20. Predicting a quality measure and / or performance indicator of a selected batch process step (PQ) based on sensor data associated with another process step of the batch process, wherein the other process step precedes the selected process step (PQ). To generate control data as a function of the predicted quality measure and / or performance indicators. It further includes, The method according to any one of claims 1 to 19, wherein the prediction includes reconstructing sensor data associated with the selected batch process step.
21. The method according to claim 20, wherein the batch process comprises a plurality of sequential process steps (P1 to PN), including a first process step (P1) and a final process step (PN), each batch process step may be controlled as a function of control parameters implemented by the control data (CD), and the method comprises fitting the control parameters (CD) of the selected batch process step (PQ) as a function of the predicted quality measure and / or performance indicator.

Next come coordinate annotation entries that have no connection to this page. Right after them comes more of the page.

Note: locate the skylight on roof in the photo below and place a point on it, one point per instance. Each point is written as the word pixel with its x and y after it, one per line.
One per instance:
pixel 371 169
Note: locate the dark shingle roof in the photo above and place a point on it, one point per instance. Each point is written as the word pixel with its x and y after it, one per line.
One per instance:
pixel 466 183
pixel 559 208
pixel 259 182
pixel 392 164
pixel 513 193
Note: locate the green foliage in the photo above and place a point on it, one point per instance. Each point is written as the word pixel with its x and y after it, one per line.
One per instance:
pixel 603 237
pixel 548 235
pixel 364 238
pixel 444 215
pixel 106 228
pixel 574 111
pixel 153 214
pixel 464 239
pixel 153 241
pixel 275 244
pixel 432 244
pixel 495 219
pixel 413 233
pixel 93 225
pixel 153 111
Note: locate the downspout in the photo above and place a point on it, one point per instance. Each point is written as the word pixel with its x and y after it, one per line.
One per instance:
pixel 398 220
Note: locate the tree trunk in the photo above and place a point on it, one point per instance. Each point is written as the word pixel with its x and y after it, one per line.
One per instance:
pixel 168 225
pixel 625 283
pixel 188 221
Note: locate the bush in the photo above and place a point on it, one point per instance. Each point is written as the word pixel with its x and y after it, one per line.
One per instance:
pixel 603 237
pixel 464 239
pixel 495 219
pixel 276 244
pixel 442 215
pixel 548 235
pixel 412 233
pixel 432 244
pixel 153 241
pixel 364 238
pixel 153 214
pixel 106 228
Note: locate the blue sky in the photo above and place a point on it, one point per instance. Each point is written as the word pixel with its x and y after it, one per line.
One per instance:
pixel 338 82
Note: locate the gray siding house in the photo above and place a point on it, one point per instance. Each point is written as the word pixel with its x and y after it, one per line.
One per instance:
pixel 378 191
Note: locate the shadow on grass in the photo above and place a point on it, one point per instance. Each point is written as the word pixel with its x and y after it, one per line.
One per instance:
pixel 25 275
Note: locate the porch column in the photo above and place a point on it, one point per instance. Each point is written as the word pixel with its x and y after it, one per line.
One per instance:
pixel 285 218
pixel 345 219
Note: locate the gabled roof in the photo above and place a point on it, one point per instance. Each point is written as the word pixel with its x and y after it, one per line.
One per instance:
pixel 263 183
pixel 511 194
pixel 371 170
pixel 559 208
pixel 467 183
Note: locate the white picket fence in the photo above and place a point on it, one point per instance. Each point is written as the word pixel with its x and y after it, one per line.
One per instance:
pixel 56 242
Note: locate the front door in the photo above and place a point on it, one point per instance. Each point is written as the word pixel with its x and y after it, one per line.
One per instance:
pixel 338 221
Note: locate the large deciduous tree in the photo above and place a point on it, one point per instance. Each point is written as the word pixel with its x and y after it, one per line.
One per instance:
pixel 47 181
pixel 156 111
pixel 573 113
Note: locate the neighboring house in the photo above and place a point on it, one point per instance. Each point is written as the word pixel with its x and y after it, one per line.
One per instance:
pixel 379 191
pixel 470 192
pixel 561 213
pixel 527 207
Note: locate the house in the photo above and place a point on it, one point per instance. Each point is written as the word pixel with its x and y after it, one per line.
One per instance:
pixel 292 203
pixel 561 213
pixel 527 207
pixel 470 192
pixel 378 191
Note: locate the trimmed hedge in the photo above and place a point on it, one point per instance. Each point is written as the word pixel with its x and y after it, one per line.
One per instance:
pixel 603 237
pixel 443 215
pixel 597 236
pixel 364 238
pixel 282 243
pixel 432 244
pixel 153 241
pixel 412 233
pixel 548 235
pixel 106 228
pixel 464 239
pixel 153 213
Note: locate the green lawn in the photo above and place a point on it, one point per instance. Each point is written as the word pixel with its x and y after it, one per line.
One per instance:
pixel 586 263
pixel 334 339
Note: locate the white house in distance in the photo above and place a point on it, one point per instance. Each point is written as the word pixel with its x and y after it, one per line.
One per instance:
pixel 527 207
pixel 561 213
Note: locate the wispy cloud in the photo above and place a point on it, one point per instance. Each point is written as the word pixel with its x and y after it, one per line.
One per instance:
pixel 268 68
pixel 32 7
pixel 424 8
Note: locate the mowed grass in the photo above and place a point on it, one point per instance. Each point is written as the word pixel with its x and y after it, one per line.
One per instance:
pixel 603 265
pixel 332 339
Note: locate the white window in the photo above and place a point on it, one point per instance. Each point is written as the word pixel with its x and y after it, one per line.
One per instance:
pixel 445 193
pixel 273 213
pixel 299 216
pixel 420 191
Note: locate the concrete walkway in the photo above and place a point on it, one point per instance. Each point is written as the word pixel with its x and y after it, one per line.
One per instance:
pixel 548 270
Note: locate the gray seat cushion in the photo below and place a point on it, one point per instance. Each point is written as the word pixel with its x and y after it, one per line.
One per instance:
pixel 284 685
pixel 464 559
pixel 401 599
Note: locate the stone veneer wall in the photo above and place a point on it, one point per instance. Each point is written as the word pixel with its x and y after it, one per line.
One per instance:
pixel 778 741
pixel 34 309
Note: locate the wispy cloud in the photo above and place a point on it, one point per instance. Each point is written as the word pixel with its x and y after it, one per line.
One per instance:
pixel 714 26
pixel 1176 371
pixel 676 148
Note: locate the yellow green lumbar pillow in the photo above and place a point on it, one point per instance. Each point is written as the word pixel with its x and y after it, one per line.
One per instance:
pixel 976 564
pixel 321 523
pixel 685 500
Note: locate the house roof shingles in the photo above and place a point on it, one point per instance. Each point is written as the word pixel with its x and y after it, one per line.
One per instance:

22. A system (1) for producing a chemical product, comprising a control unit (3) associated with a batch process step and controllable plant units (6, 7, 10), wherein the control unit (3) is implemented to perform the method according to any one of claims 1 to 14.
23. An apparatus comprising means for carrying out or performing the steps of the method described in any one of claims 1 to 21.
24. A device comprising at least one processor and at least one memory storing instructions, wherein the instructions are An apparatus that, when executed by the at least one processor, causes the apparatus to perform the steps of the method according to at least one of claims 1 to 21.
25. Plant operation data obtained by the method according to any one of claims 1 to 21 or by the apparatus according to claim 23 or 24.
26. A computer program comprising instructions for performing at least one step of the method according to any one of claims 1 to 21.